When two mothers meet, whether they know one another or not, there is an instant bond and understanding. Thoughts, feelings and words flow easily, especially when it comes to the subject of children and childbirth, in other words, being a mother. For example, a man I worked with for two years never shared much personally. I happened to meet his girlfriend in passing; our eyes locked, we introduced one another and in 15 intense but pleasurable minutes covered children (we each have three), names, what their births were like in detail, school, how to juggle work and children, our divorces, how we handled dating… if we didn’t have appointments to get to, we would have chatted all night!
Add to motherhood hemophilia, and you have the ingredients for potent emotional bonding glue.

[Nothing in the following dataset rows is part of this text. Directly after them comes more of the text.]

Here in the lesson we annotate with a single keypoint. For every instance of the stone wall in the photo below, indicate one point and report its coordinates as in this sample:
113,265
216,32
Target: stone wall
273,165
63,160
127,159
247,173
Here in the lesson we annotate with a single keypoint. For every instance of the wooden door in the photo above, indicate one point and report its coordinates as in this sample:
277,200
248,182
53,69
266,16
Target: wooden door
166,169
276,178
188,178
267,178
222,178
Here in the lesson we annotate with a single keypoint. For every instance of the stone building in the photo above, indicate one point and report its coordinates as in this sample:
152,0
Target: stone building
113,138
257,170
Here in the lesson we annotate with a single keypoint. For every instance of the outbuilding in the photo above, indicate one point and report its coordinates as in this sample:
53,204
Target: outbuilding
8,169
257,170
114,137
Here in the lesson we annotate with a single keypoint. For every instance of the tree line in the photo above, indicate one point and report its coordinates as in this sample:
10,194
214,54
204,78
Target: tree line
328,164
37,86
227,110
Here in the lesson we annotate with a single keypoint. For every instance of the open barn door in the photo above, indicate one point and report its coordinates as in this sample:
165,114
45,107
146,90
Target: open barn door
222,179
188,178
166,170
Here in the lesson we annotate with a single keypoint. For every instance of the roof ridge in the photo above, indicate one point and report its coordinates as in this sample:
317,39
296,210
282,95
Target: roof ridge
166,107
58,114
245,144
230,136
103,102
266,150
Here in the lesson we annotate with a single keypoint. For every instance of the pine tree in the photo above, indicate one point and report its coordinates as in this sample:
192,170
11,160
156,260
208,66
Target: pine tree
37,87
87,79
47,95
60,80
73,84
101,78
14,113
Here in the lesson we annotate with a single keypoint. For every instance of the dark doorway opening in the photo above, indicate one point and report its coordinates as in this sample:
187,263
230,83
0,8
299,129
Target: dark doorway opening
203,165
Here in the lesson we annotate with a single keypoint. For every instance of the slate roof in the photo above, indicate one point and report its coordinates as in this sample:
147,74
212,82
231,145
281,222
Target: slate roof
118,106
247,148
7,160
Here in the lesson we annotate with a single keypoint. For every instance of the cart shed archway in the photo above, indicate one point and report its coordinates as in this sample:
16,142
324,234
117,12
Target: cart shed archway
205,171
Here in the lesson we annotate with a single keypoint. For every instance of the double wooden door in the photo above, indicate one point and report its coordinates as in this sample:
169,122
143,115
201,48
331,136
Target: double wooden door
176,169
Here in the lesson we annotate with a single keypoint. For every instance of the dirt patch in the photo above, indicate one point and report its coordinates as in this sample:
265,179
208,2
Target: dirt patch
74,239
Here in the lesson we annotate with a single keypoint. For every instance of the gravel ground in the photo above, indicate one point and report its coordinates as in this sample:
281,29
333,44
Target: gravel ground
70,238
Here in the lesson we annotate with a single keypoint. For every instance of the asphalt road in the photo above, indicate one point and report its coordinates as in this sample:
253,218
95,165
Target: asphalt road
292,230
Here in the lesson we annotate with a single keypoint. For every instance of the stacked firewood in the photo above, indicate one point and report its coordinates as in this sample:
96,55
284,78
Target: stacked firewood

We all know hemophilia moms are pretty amazing. I’ve been meeting them for 30 years, all types: moms who are professionals, moms who are rich, moms who make minimum wages, single moms, moms of six children, moms of only children, moms who smoke, moms who are health fanatics, moms who are teens and moms in middle age. I’ve met them overseas: Africans, Asians, South Americans, both the rich and the deathly poor. When we meet, there is the bond of motherhood that instantly forms, but there is also the bond of motherhood of a child with hemophilia. We are not strangers to one another.
I thought back today to when I first became a mother: 1987, at the height of the public fear-frenzy and anger surrounding HIV. Our community was torn apart, and all eyes were on Washington DC and New York City, where the leaders were, deciding the fate of thousands. Thousands of mothers watched their sons died.
And other mothers like me were desperately fortunate not to have shared that fate. Yet we also took up roles in the aftermath. After all, a whole generation seemed gone; those young men who perished could have become hemophilia leaders in the community. Instead, it was the mothers who picked up the leadership mantle.
Think about it. About the roles of mothers then. There was a new generation of mothers who were called to serve the community, because so many young men with hemophilia could no longer do that. For the next fifteen years, I watched this new generation of mothers become leaders. You know their names: Michelle Rice and Dawn Rotellini of NHF; executive directors Debbi Adamkin, Michelle Kim, Heidi Forrester, Janet Brewer; and directors like Sonji Wilkes and Shari Luckey. Many others went to work for Pharma too.
The great thing about having mothers involved is that they can relate to the younger men as sons, and raise them up as leaders too. Some of their own sons have become leaders in the community. But someday, these mother-leaders will be retiring from the community, their mission completed, their children raised. The good news is that more and more, a new generation of patient leaders are coming of age and making their mark. That’s as it should be. From about 1987 to 2000 or so, we had no young men to learn leadership. The parents, mothers especially, had to step up. And now the boys and girls born during that era are here to learn…. And to lead.
Mother’s Day—not always happy, often bittersweet—is for the brave mothers who waged the war against HIV and whose sons were sacrificed, as well as for the mothers who became leaders to help steer the community into open waters of hope and a future where young men will be safe from harm. We thank you.